A candidate’s likability is not a useful tool for predicting election outcomes.
By Kristina Kutateli
Left: Donald Trump. (Photo: Joe Raedle/Getty Images) | Right: Hillary Clinton. (Frederic J. Brown/AFP/Getty Images)
Whether it is Madeleine Albright calling Donald Trump “crazy,” or Trump’s constant use of his “Crooked Hillary” moniker, the 2016 presidential election has been characterized by a daily onslaught of personal attacks. Voters seem to take part in the negativity too: Candidate likability, measured through favorability ratings, is at an all-time low. For Clinton and Trump, who emerged from a divisive primary season hated but (in Clinton’s case, likely) victorious, this may spell bad news — but is a candidate likability a useful tool for predicting election outcomes?
Not really, according to a 2016 paper by political scientist Martin P. Wattenberg at the University of California-Irvine. In examining 60 years of data from the American National Election Studies, Wattenberg finds that the electorate no longer focuses on character attributes as much as it did in years past. Whereas 80 percent of respondents had cited personal attributes in elections between 1952 and 1980, in the 2008 and 2012 elections that figure had dwindled to around 60 percent. The nature of those comments has differed too — the study notes that mentions of candidate traits are “now more tied to partisan identiﬁcation and have less of an independent impact on voting behavior.”
Rating a candidate’s popularity or likability is a complicated process. A candidate who earns high markings for integrity, for example, will often perform poorly in another dimension, such as competency. The study also notes that, while many believe that voters typically choose candidates with the most charisma — someone who establishes “an image of inspiring leadership” — the data shows this is not something people actually mention all that often when analyzing a candidate’s fitness for office.
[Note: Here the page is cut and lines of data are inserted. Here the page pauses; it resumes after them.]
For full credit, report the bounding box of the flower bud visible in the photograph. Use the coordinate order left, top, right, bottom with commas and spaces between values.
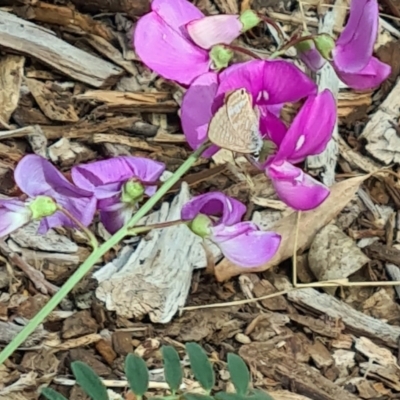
313, 34, 335, 61
210, 45, 233, 70
188, 213, 212, 238
239, 10, 261, 32
296, 38, 326, 72
28, 196, 58, 220
121, 180, 145, 204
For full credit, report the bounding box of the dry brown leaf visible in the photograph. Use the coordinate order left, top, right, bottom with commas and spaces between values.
215, 175, 370, 281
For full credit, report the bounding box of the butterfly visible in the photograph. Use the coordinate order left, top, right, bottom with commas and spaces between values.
207, 88, 263, 154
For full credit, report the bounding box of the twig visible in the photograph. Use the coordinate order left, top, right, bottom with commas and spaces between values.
181, 279, 400, 312
293, 211, 301, 287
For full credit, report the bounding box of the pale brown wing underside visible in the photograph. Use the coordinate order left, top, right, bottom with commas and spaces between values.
208, 88, 262, 154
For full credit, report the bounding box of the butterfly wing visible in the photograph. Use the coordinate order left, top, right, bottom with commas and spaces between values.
208, 89, 262, 154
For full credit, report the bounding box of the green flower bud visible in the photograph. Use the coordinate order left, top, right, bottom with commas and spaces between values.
188, 214, 212, 238
210, 45, 233, 71
121, 180, 145, 204
239, 10, 261, 32
295, 38, 314, 53
29, 196, 58, 220
313, 33, 335, 61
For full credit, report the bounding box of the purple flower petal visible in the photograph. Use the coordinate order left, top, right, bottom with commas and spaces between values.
299, 46, 326, 71
259, 106, 288, 147
100, 204, 134, 234
333, 0, 378, 73
15, 155, 96, 232
273, 90, 336, 164
151, 0, 204, 28
181, 192, 246, 226
71, 157, 165, 199
211, 221, 281, 267
187, 15, 242, 50
217, 60, 317, 106
134, 12, 209, 85
333, 56, 391, 90
0, 199, 32, 237
181, 72, 220, 157
266, 161, 329, 210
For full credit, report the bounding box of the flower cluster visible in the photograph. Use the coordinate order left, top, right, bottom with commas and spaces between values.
1, 0, 389, 270
131, 0, 390, 265
0, 154, 165, 237
297, 0, 390, 90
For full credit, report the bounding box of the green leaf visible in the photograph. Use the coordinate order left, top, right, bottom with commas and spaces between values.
185, 343, 215, 392
215, 392, 247, 400
41, 387, 68, 400
247, 389, 275, 400
71, 361, 108, 400
182, 393, 214, 400
227, 353, 250, 395
162, 345, 183, 392
125, 353, 149, 396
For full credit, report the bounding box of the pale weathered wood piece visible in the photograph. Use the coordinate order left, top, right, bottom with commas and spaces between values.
94, 183, 221, 323
360, 80, 400, 164
0, 11, 123, 88
10, 221, 78, 253
0, 319, 46, 347
278, 284, 400, 348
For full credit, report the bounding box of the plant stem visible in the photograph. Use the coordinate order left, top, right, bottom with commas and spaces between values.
269, 34, 314, 59
0, 143, 209, 366
57, 206, 99, 249
127, 219, 188, 235
223, 44, 262, 60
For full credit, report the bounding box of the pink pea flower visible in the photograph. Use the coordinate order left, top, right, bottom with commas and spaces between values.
181, 60, 317, 157
181, 192, 281, 267
133, 0, 243, 85
71, 157, 165, 234
332, 0, 391, 89
299, 0, 391, 90
9, 155, 96, 235
0, 199, 33, 237
263, 90, 337, 210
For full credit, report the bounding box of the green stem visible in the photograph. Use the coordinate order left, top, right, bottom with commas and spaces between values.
223, 44, 262, 60
57, 206, 99, 249
269, 34, 315, 59
127, 219, 188, 235
0, 143, 209, 365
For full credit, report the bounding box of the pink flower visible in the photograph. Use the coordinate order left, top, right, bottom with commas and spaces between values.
181, 192, 281, 267
133, 0, 243, 85
14, 155, 96, 234
71, 157, 165, 234
0, 199, 32, 237
332, 0, 390, 90
263, 90, 336, 210
181, 60, 317, 157
299, 0, 390, 90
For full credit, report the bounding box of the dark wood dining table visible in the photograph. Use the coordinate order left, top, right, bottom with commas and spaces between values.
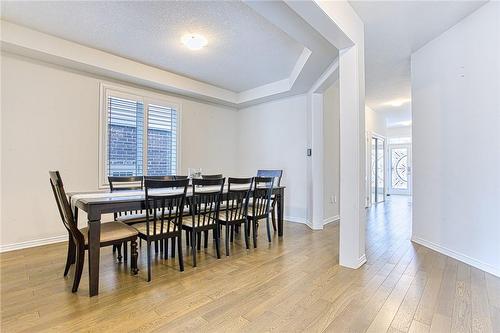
68, 186, 285, 297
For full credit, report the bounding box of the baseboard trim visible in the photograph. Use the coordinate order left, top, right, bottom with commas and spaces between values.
323, 215, 340, 226
412, 236, 500, 278
340, 254, 367, 269
0, 235, 67, 253
286, 215, 340, 231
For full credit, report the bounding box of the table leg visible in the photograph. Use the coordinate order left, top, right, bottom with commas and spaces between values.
277, 188, 284, 237
87, 212, 101, 297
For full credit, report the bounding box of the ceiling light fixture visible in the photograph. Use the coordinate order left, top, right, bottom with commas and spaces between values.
181, 33, 208, 51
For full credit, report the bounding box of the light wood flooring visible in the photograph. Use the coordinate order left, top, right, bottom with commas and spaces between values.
1, 195, 499, 332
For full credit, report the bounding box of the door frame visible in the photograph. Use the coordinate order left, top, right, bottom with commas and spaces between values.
388, 143, 412, 195
366, 131, 386, 207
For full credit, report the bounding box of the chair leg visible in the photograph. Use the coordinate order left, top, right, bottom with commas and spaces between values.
266, 216, 272, 243
230, 225, 234, 242
177, 235, 184, 272
215, 227, 221, 259
271, 209, 277, 231
191, 230, 197, 267
131, 239, 138, 275
171, 237, 176, 258
197, 232, 202, 250
123, 241, 128, 262
225, 223, 230, 256
112, 244, 117, 253
64, 235, 76, 277
117, 243, 123, 262
186, 230, 190, 247
204, 230, 208, 249
147, 241, 152, 282
72, 246, 85, 293
163, 239, 168, 259
154, 240, 159, 254
252, 219, 258, 248
243, 220, 250, 250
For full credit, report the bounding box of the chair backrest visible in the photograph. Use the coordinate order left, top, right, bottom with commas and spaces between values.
224, 177, 253, 222
144, 176, 176, 181
144, 179, 189, 237
108, 176, 143, 192
252, 176, 274, 217
190, 178, 225, 228
256, 169, 283, 187
201, 174, 223, 180
49, 171, 83, 244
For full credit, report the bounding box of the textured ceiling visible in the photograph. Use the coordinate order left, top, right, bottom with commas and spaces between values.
350, 1, 486, 124
1, 1, 304, 92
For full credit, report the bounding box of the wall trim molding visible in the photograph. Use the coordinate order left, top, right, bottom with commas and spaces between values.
323, 215, 340, 225
0, 235, 67, 253
412, 236, 500, 278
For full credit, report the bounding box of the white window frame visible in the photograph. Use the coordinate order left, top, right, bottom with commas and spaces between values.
98, 83, 182, 188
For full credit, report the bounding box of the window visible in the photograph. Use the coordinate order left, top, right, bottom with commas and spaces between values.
99, 84, 179, 186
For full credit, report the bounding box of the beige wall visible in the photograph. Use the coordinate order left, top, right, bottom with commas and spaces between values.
237, 95, 308, 222
323, 81, 340, 221
0, 53, 238, 246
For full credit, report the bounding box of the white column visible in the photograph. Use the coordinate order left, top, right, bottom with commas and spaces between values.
339, 45, 366, 268
311, 93, 324, 229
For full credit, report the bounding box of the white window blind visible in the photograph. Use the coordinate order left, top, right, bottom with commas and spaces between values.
101, 86, 179, 182
107, 96, 144, 177
147, 103, 177, 176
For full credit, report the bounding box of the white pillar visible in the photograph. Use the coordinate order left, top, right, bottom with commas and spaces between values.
339, 45, 366, 268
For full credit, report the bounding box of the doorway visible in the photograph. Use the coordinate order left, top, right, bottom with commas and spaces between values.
388, 144, 412, 195
370, 136, 385, 204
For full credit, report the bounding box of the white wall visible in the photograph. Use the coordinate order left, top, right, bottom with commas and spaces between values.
0, 53, 239, 247
237, 95, 308, 223
365, 106, 386, 136
411, 2, 500, 277
323, 81, 340, 222
386, 125, 411, 138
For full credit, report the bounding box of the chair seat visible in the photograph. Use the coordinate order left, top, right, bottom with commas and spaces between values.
117, 207, 191, 224
116, 213, 148, 224
80, 222, 137, 245
218, 211, 246, 223
132, 222, 179, 236
247, 206, 270, 218
181, 216, 218, 228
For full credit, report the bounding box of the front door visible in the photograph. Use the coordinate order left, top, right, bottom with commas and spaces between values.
389, 144, 412, 195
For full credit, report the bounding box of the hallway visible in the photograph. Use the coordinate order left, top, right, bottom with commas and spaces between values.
364, 195, 499, 333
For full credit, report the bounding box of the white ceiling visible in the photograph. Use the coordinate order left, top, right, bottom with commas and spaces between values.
350, 1, 486, 125
1, 1, 305, 93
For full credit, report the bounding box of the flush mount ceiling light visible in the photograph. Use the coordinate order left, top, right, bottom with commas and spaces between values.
181, 33, 208, 51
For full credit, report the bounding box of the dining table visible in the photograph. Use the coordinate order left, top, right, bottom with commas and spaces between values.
68, 185, 285, 297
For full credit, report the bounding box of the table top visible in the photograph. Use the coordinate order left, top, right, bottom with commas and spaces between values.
68, 185, 284, 209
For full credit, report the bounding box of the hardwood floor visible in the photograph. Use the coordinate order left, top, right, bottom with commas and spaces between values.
1, 195, 499, 332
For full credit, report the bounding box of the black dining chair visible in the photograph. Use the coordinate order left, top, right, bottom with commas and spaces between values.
108, 176, 146, 225
131, 178, 189, 282
144, 176, 176, 181
182, 177, 225, 267
49, 171, 138, 292
144, 175, 189, 181
201, 174, 223, 179
108, 176, 146, 260
256, 170, 283, 231
247, 176, 274, 247
217, 177, 253, 255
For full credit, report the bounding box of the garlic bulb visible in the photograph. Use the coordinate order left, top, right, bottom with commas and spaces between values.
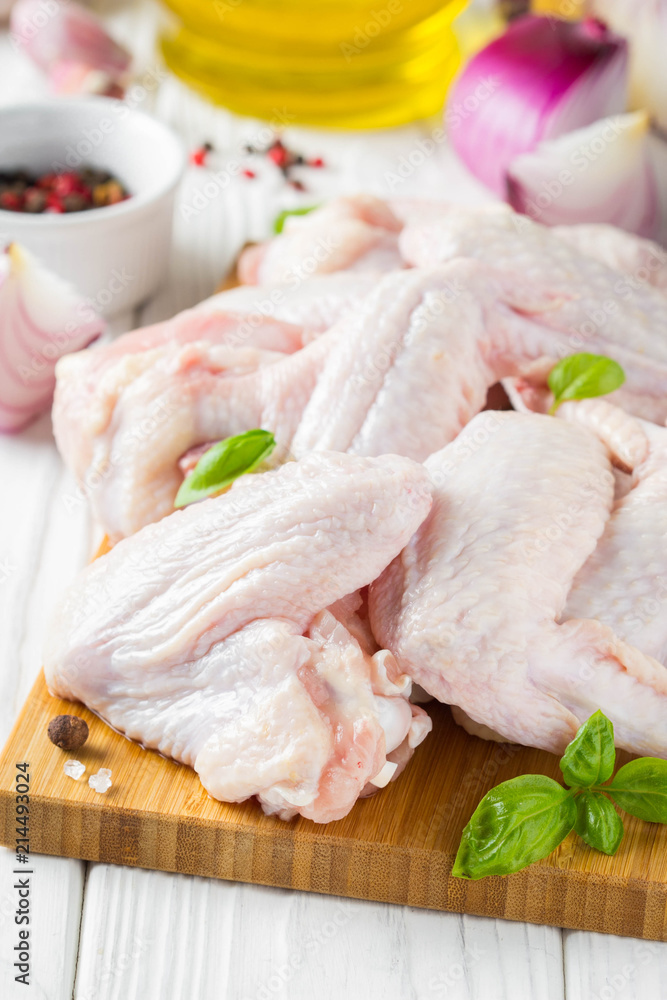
0, 245, 104, 433
591, 0, 667, 134
9, 0, 131, 97
506, 110, 660, 238
446, 15, 628, 194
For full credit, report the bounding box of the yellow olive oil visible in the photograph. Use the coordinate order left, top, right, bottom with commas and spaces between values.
160, 0, 468, 127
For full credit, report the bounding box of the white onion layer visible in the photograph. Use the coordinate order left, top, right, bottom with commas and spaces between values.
0, 244, 104, 433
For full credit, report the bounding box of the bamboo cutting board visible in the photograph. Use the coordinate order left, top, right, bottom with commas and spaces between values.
1, 669, 667, 941
1, 258, 666, 940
Using traits such as integrity and competence, the data shows that there is no correlation between perceived honesty and election outcomes.
In a presidential race such as this one, where both Clinton and Trump have remarkably low approval ratings, the findings will likely be even more accurate. This is already evident in the primary results: Despite winning the majority of votes, Clinton and Trump have regularly maintained some of the lowest favorability ratings in election history. Clinton and Trump also poll more or less evenly in terms of honesty and trustworthiness — likely meaning that this election will play out on other terms, such as policy proposals and governing ability.
Political scientists David Holian and Charles Prysby of the University of North Carolina also used data from the ANES to determine the importance of a candidate’s personal attributes in their 2014 book, Candidate Character Traits in Presidential Elections. Their findings are similar: Using traits such as integrity and competence, the data shows that there is no correlation between perceived honesty and election outcomes.
But what does it mean for American politics that character isn’t that consequential — that Americans are choosing candidates they themselves describe as dishonest? While perhaps voters may be choosing candidates for a government that they don’t trust all that much anymore — or, as others have suggested, due to a rising authoritarian impulse — Wattenberg proffers that, for young people in particular, voters are less primed to view candidates in terms of character due to “having grown up in an era in which candidates have to make strong and distinct policy appeals to get the nomination.” Voters, above all, are choosing candidates they believe will govern effectively.
One thing is for certain: You don’t have to like someone to vote for them.